Lamentámos já não haver voo da Tui direto de Bruxelas para
Ponta Delgada e de outras mazelas de que sofrem os passageiros frequentes. Do
mau tempo, pouco notávamos ainda.
Ao aproximarmo-nos de Zaventem, o município onde se situa o Aeroporto
Nacional de Bruxelas, o avião começou a balançar mais e mais, até ter testado
todas as capacidades do Airbus 321-neo. Uma criança chorava no meio do pesado
silêncio dos adultos. Pumba, pumba, catrapumba, e mais uma forte agitação no
exterior, agora acompanhada de grande comoção dentro do pássaro de metal e um
susto que calou o infante durante alguns segundos. Mais vira para um lado,
sobe, vira para o outro, abana, agita, sobe outra vez, desce depressa, desce
devagar, alinha com a pista, desce.
No meu conta quilómetros pessoal, verifico que o avião pouco
passa dos 200 km/h. Normalmente, o avião toca no chão aos 250. Imagino que os
restantes 50 km/h estejam diluídos na tentativa de domar a besta.
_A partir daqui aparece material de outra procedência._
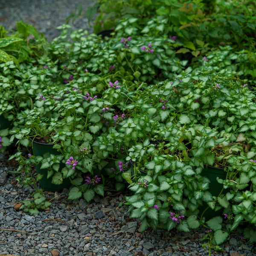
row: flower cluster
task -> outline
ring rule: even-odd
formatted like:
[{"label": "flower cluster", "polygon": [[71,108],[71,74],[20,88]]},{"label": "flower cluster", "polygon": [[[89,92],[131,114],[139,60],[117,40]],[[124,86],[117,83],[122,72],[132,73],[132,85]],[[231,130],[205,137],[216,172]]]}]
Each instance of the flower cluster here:
[{"label": "flower cluster", "polygon": [[[167,199],[167,202],[168,202],[169,204],[172,204],[172,202],[173,202],[173,201],[174,201],[174,199],[171,196],[169,197]],[[172,206],[173,206],[172,204],[171,204],[171,205],[172,205]]]},{"label": "flower cluster", "polygon": [[95,99],[97,98],[97,96],[94,96],[93,98],[90,97],[90,94],[88,93],[86,93],[86,96],[83,96],[83,98],[86,101],[88,101],[90,100],[90,102],[93,99]]},{"label": "flower cluster", "polygon": [[114,70],[115,68],[116,68],[115,67],[115,66],[114,65],[111,65],[110,67],[108,69],[108,72],[111,72],[111,71],[112,71],[113,70]]},{"label": "flower cluster", "polygon": [[183,218],[185,218],[184,215],[180,215],[181,214],[181,210],[180,211],[180,214],[172,212],[169,212],[169,213],[170,213],[170,215],[171,215],[169,218],[171,218],[176,223],[180,223],[180,220],[182,220]]},{"label": "flower cluster", "polygon": [[203,58],[203,61],[208,61],[208,60],[207,60],[206,58],[206,57],[205,56]]},{"label": "flower cluster", "polygon": [[111,82],[108,82],[109,85],[111,87],[113,87],[114,89],[119,89],[119,82],[118,80],[116,80],[113,84]]},{"label": "flower cluster", "polygon": [[72,81],[74,79],[73,77],[73,75],[70,75],[69,78],[68,79],[68,80],[67,79],[64,79],[64,84],[68,84],[69,82],[70,81]]},{"label": "flower cluster", "polygon": [[216,84],[216,85],[213,85],[212,86],[214,90],[220,90],[220,84]]},{"label": "flower cluster", "polygon": [[100,181],[101,180],[101,178],[98,177],[98,175],[95,175],[94,177],[92,178],[91,179],[88,176],[86,177],[86,179],[84,180],[84,181],[85,181],[85,183],[89,185],[90,184],[92,184],[93,185],[96,185],[98,184]]},{"label": "flower cluster", "polygon": [[49,70],[51,69],[51,68],[48,67],[47,65],[45,65],[45,66],[44,66],[44,67],[42,68],[42,69],[43,70],[42,70],[42,73],[41,73],[42,75],[43,75],[44,73],[44,70],[46,69],[49,69]]},{"label": "flower cluster", "polygon": [[205,233],[210,233],[211,232],[212,232],[212,230],[205,230]]},{"label": "flower cluster", "polygon": [[157,204],[154,204],[154,206],[153,207],[149,207],[148,209],[150,209],[151,208],[154,208],[155,209],[157,209],[157,211],[158,210],[158,208],[159,208],[158,207],[158,206],[157,205]]},{"label": "flower cluster", "polygon": [[124,170],[125,169],[127,168],[128,167],[128,163],[123,163],[122,162],[119,161],[118,162],[118,167],[120,168],[120,171],[123,172],[124,172]]},{"label": "flower cluster", "polygon": [[166,100],[166,99],[164,98],[163,98],[163,99],[159,99],[159,101],[160,102],[162,102],[162,103],[163,103],[163,105],[162,106],[162,108],[164,110],[165,109],[165,104],[168,102],[168,100]]},{"label": "flower cluster", "polygon": [[[176,35],[174,35],[173,36],[172,36],[171,35],[169,35],[169,38],[170,39],[172,39],[172,40],[173,40],[173,41],[175,41],[177,39],[177,37]],[[174,42],[173,43],[173,44],[174,44]]]},{"label": "flower cluster", "polygon": [[224,214],[224,218],[226,218],[230,222],[232,222],[235,219],[235,218],[233,217],[233,215],[228,215],[225,213]]},{"label": "flower cluster", "polygon": [[106,110],[109,110],[109,108],[108,108],[108,107],[106,107],[105,108],[102,108],[102,111],[104,113],[106,112]]},{"label": "flower cluster", "polygon": [[147,52],[151,52],[151,53],[153,54],[154,52],[154,49],[151,49],[151,47],[152,47],[152,44],[149,44],[148,45],[148,47],[146,47],[145,46],[143,46],[140,47],[140,49],[142,51],[145,51]]},{"label": "flower cluster", "polygon": [[116,169],[113,167],[111,167],[110,169],[112,172],[113,172],[116,175],[118,175],[120,173],[117,170],[116,170]]},{"label": "flower cluster", "polygon": [[139,183],[139,184],[142,187],[145,189],[147,187],[147,182],[148,182],[148,180],[145,180],[143,182]]},{"label": "flower cluster", "polygon": [[[125,146],[124,146],[123,145],[121,145],[121,154],[122,154],[124,152],[124,147]],[[119,148],[116,148],[116,150],[118,150]]]},{"label": "flower cluster", "polygon": [[116,115],[113,116],[113,119],[114,121],[116,122],[114,125],[116,125],[120,121],[122,121],[123,119],[125,119],[125,114],[122,114],[121,117],[119,117],[118,115]]},{"label": "flower cluster", "polygon": [[84,148],[80,150],[80,152],[83,157],[86,157],[89,153],[89,149],[86,149],[85,148]]},{"label": "flower cluster", "polygon": [[39,96],[40,96],[40,98],[38,99],[38,100],[45,100],[45,98],[44,98],[44,96],[43,96],[42,94],[39,94]]},{"label": "flower cluster", "polygon": [[77,89],[77,88],[76,88],[76,87],[74,87],[74,88],[73,88],[73,90],[77,90],[77,92],[78,93],[81,93],[81,91],[79,90],[78,90],[78,89]]},{"label": "flower cluster", "polygon": [[129,40],[131,40],[131,38],[130,36],[128,37],[128,38],[127,38],[127,39],[126,39],[126,38],[121,38],[121,40],[120,40],[120,41],[121,43],[123,43],[125,45],[125,46],[128,48],[129,48],[129,46],[126,44],[126,43],[127,43],[127,42],[128,42],[128,41],[129,41]]},{"label": "flower cluster", "polygon": [[76,161],[76,159],[74,160],[74,158],[72,157],[70,157],[69,159],[68,159],[66,162],[66,164],[67,165],[67,166],[70,165],[72,166],[72,169],[75,170],[76,168],[76,166],[78,164],[78,161]]}]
Finalmente, tráz! O avião toca no chão, agarra-se, trava, crava,
imagino que vá fazer um pião, mas não faz. A pista cola-se às rodas ou o
contrário e zica, trica! Está feito.
Nunca tive dúvidas... Nem eu, nem a senhora septuagenária ao
meu lado. Olhamos um para o outro e imaginamos a tatuagem “Tanya 95” cravada
sobre o ombro esquerdo e que encabeça uma longa lista de tempestades a sério. E
o break dance sobre a pista das Lajes da Terceira com ventos cruzados?!
Eles sabem lá! Nem sequer borregámos…! Uma aprendiz de tempestade, claramente.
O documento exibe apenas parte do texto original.